Other necessary reforms would set capital gains tax back where it was under Nigel Lawson, at the same rate as income tax — to stop the rich rebranding much of their income as capital gains, only taxed at 18%. That is a key reason why on average they pay only 34% tax, and not the 40% they should. To help the lowest paid, the 10p tax band would be restored and the basic rate put back to 22%. Non-doms could no longer pretend to live in Monaco while living in the UK for four working days a week. A tax on financial transactions, tougher tax-avoidance measures, and the axing of Trident, ID cards, aircraft carriers and fighter planes, brings total savings to £47bn a year. Apologies for this crude summary: don't post objections until you read the technical details for yourself to see how this can be done.

The net result is this: these reforms would raise enough over the next four years to pay down as much of the deficit as necessary. At the same time, 90% of taxpayers would be better off, while the top 10% would contribute a fairer share of their incomes. It does hit top-rate taxpayers hard — the cumulative effect of these changes will add 12.6% to their tax bills, most of that paid by the top few per cent.

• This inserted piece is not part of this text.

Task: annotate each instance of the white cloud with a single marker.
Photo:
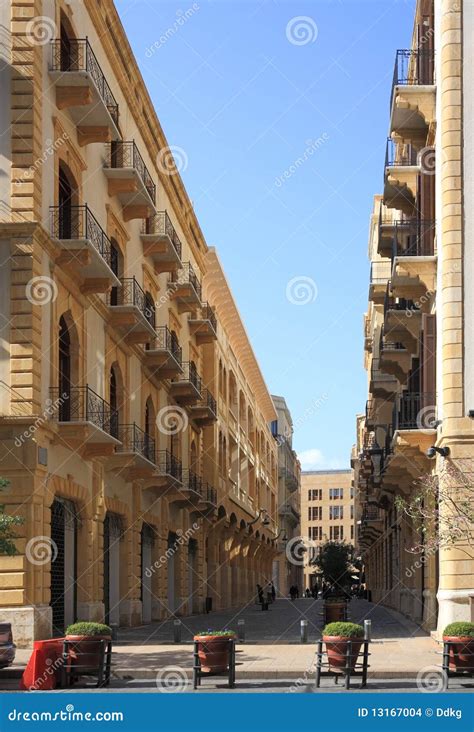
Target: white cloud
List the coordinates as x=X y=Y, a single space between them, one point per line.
x=314 y=459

As importantly Polly asks:

Is that politically feasible? Yes, if the Labour cabinet has the nerve to break with everything it has done so far. New exigencies require new policies, and it's time to break with the past. There are no votes to be lost by this. Few of the top 10% of earners vote Labour — and their complaints would be drowned out by the other 90%.

Politically, boldness such as this would leave Cameron and George Osborne again defending the wealth of the very few against the interests of the many. Would most people prefer cuts in schools, hospitals, Sure Starts, police and just about everything else? Believe not a word the parties say about protecting frontline services: the cuts they plan are deeper than anything before and can't be confined to "bureaucrats" and "quangos". They will hurt everyone, they risk the recovery, and will cause another wave of unemployment.

And Polly has noted what we have said and others have yet to pick up on:

Among the startling figures in this report is the true cost of public sector cuts. Assuming a 10% cut in the 5 million public employees, 500,000 would lose their jobs. The sums here show that the gains are small compared with the cost to the state of added unemployment — and that's without the upfront cost of redundancy pay.

This is the reality of Conservative politics that we are facing.

And as Polly notes — please read the report before commenting. Informed debate is much the best way of getting to answers, which is precisely why I am involved in studies of this sort.

Thanks to Compass, and my co-authors, with whom it has been fun to work.